Code for this tutorial found here: https://github.com/shuttle1987/pybind11_tutorial_code
Crossposted here: http://www.jaggedverge.com/2016/09/generating-python-bindings-from-c11-with-pybind11/ (please ask questions or leave comments over there)

Recently I was involved in some discussion sparked by this blog post where "rdrewd" was talking about benchmarking a simple program that generated prime numbers in Python.
The thing about this that I like is that it's a very good example of a situation where making pragmatic decisions about implementation is highly relevant.
I like that the author is focusing on the pragmatics of solving the underlying problem.

There's a page on the python wiki about performance in python that is a good summary of some key issues.
One passage I think is highly relevant (emphasis mine):

Some people are inappropriately obsessed with speed and think that just because C can provide better performance for certain types of problem,
it must therefore be a better language for all purposes.
Other people think that speed of development is far more important, and choose Python even for those applications where it will run slower.
Often, they are surprised to find Python code can run at quite acceptable speeds, and in some cases even faster than what they could get from C/C++ **with a similar amount of development time invested**.

Usually it is not the absolute speed that is important, you should think about what would be an acceptable speed of execution.
Optimizations beyond achieving this acceptable speed are wasteful of resources (usually: your time.
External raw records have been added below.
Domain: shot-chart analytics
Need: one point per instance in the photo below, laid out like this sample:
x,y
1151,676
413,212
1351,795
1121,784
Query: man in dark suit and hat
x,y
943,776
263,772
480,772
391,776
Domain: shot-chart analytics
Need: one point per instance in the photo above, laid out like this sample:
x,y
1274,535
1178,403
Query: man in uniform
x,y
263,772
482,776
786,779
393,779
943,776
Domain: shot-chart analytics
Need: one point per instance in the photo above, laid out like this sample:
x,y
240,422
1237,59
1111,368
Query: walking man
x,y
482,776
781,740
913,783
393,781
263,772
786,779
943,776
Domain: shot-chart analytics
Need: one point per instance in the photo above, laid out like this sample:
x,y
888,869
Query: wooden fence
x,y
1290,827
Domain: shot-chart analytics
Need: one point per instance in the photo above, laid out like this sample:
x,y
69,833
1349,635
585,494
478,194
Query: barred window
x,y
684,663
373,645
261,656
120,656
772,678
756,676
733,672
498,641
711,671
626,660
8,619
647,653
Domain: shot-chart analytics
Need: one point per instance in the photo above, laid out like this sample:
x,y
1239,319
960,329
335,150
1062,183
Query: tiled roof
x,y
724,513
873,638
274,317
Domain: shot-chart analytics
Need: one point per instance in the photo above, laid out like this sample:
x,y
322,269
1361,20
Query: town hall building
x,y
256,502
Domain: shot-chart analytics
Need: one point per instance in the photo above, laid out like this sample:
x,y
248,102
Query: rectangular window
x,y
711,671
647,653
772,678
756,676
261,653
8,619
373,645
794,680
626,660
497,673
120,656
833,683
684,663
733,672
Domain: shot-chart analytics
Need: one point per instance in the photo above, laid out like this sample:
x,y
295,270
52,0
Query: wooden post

And thus: money.).

The general philosophy of cPython is to write the bottleneck code in a faster language.
The original blog post got my attention because it's a very good example of a time where calling out to a faster language makes sense.
Personally if I'm faced with a situation where the code is running in cPython I'll try PyPy first because the speedups due to the tracing JIT are quite remarkable.
Many times in my career switching to PyPy was sufficient to make the implementation of a project have feasible run times.
The times it has not been enough I've used various FFI techniques to get the benefit of fast development in Python while running performance critical code in a faster language.

If there's one thing I'd like people to take away from this is that choosing implementations is not a binary choice, sometimes mixing and matching is best.

## Generation of prime numbers

I mostly want to talk about programming implementation details but first I think it's good to go over some algorithms.

Even the best implementation in the world can't overcome a bad algorithm choice in a problem like this.
Efficiently generating prime numbers is actually quite involved.

Naive algorithms like the Sieve of Eratosthenes are conceptually easy to understand but allow for almost no locality of reference.
Modern CPUs are very sophisticated and are often explicitly designed to leverage locality of reference via memory caching.
Efficiently using the CPU cache can have huge impacts on the performance of otherwise similar looking code.

The best algorithms for generating primes allow for good locality of reference.
For example the Sieve of Atkin has a better asymptotic complexity than the Sieve of Eratosthenes, but it also has much better locality of reference.
A good implementation of this algorithm that takes locality into account will outperform naive implementations
because the algorithm allows much better utilization of cache-backed CPU hardware.

All this applies for any language, when it matters good algorithms choice makes a huge difference.

## Practical implementation

Lets say we have chosen the right algorithm and that algorithm intrinsically takes some serious computing power to run.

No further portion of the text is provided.